Two different economists and two different views are out there in today’s New York Times and Washington Post. Economists disagreeing with each other! Well, that will shock no one, of course. What is more noteworthy is the simplicity of one argument and the sophistication of the other. And the best argument doesn’t come from the Nobel Prize winner.
Paul Krugman’s stance in the NYT is again all about the need for another Fed stimulus. But over at the Post Mohamed El-Erian, the CEO of Pimco, the investment management company, has a far greater grasp, I think, that the crisis we are in is as much a structural one as cyclical.
Nobel Prize winner Krugman places most of the political blame for the non-recovery recovery on Republican obstructionism and Democratic timidity.
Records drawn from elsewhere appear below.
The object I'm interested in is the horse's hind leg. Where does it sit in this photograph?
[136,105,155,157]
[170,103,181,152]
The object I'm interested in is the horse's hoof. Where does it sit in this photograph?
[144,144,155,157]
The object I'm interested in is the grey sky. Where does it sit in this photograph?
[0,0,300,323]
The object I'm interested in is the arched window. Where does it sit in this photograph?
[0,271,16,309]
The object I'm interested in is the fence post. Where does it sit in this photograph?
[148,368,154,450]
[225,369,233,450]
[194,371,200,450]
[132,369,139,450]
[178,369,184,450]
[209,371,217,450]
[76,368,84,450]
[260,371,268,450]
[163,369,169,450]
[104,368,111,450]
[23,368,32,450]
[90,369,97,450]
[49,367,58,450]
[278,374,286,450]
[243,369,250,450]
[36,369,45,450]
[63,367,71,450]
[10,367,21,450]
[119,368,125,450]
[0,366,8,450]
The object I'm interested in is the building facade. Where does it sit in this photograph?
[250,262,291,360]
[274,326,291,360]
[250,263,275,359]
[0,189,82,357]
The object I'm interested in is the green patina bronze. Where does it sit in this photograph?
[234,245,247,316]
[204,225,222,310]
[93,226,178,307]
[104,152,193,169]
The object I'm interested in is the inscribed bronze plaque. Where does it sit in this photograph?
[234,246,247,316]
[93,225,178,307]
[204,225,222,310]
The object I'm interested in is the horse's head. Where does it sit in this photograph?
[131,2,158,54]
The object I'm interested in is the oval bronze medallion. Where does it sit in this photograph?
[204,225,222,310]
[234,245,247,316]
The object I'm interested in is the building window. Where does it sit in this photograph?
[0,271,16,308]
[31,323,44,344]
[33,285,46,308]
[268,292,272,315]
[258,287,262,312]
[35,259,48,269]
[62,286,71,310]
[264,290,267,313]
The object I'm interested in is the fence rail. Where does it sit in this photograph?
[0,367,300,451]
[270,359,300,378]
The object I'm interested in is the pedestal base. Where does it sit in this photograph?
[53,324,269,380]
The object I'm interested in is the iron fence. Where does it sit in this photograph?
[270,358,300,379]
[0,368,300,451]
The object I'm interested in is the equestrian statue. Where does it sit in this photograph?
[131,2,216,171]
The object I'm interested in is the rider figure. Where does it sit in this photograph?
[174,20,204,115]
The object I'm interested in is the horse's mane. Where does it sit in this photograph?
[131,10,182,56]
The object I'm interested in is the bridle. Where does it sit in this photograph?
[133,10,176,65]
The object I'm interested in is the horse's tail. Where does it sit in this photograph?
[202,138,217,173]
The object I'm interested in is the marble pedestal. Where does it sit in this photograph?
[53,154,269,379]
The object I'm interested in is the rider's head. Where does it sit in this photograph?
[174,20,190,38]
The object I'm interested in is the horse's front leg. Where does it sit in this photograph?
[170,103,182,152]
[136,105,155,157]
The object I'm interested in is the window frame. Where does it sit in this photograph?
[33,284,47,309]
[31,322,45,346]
El-Erian sees the political dimension of the crisis in less partisan terms – the whole political elite is failing to understand what is happening, is his take.
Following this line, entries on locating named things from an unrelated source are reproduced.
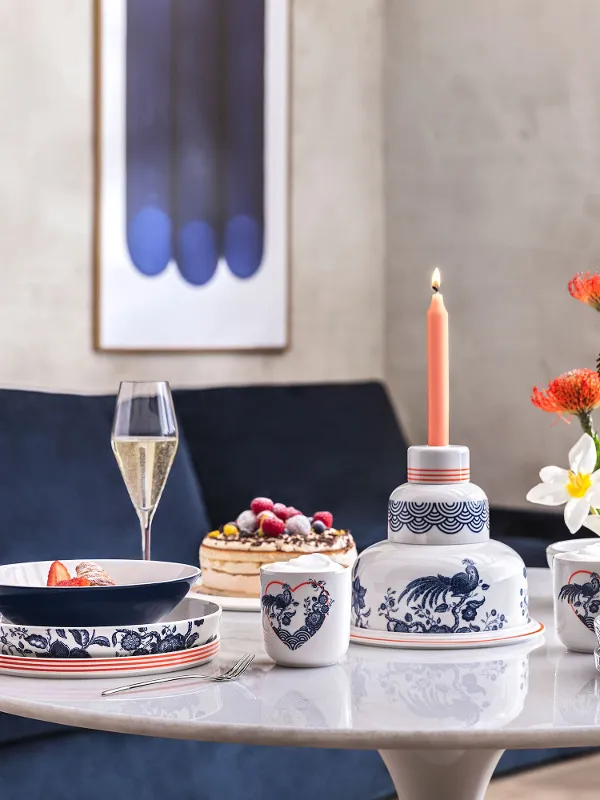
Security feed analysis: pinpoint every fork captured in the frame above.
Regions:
[102,653,254,697]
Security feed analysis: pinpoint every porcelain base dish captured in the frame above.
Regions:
[350,619,544,650]
[0,559,200,628]
[0,596,221,660]
[0,639,220,678]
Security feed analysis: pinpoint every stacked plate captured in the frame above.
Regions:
[0,560,221,678]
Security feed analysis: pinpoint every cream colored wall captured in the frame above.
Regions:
[384,0,600,505]
[0,0,383,392]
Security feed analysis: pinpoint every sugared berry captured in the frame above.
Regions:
[285,514,310,536]
[250,497,273,514]
[313,511,333,528]
[273,503,288,522]
[235,509,258,533]
[260,515,285,537]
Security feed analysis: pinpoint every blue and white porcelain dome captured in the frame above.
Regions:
[352,447,529,643]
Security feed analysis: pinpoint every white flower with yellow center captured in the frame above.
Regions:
[527,433,600,533]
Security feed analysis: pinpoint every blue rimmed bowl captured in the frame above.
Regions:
[0,559,200,628]
[0,595,221,659]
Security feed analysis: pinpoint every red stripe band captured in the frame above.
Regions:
[0,641,220,672]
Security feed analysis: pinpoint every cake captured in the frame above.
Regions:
[198,497,356,597]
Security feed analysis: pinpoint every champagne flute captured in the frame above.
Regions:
[111,381,178,561]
Here’s El-Erian: “What is critical to keep in mind is that this situation is part of a broad, multiyear process driven by national and global realignments. It’s a secular phenomenon that needs to be better understood and navigated — by recognizing its structural dimensions and by urgently broadening the excessively cyclical policy mindsets that abound…
Policymakers must break this active inertia by implementing a structural vision to accompany their current cyclical focus. Measures are needed to address key issues, which include the change in drivers of growth and employment creation; the high risk of skill erosion and lost labor productivity; financial deleveraging in the private sector; debt overhangs; the uncertain regulatory environment; and the unacceptably high risks facing the most vulnerable segments of society.
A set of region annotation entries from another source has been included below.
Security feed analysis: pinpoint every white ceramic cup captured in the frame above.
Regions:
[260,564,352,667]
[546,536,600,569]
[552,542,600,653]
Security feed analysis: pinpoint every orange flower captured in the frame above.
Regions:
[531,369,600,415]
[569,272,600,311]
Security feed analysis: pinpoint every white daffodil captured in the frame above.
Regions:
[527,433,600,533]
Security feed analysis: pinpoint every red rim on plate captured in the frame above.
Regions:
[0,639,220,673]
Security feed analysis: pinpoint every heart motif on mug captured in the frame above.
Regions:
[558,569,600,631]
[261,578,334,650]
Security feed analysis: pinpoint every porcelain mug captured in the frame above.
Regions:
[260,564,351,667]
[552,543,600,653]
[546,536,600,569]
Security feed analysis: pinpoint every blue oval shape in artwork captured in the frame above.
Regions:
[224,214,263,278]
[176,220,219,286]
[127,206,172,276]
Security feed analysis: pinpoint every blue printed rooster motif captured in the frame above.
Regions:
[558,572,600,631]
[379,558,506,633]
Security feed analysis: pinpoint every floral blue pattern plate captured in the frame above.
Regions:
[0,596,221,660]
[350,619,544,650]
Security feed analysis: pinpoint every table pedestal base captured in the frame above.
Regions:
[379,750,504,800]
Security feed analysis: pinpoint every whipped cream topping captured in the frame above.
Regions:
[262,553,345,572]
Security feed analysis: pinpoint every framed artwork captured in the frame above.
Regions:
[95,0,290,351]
Specific measures would include pro-growth tax reform, housing finance reform, increased infrastructure investments, greater support for education and research, job retraining programs, removal of outdated interstate competition barriers and stronger social safety nets.”
And Krugman? “The Fed has a number of options. It can buy more long-term and private debt; it can push down long-term interest rates by announcing its intention to keep short-term rates low; it can raise its medium-term target for inflation, making it less attractive for businesses to simply sit on their cash. Nobody can be sure how well these measures would work, but it’s better to try something that might not work than to make excuses while workers suffer.” Although for Krugman a stimulus would be the thing. Damn those Republicans!
El-Erian, it strikes me, is right.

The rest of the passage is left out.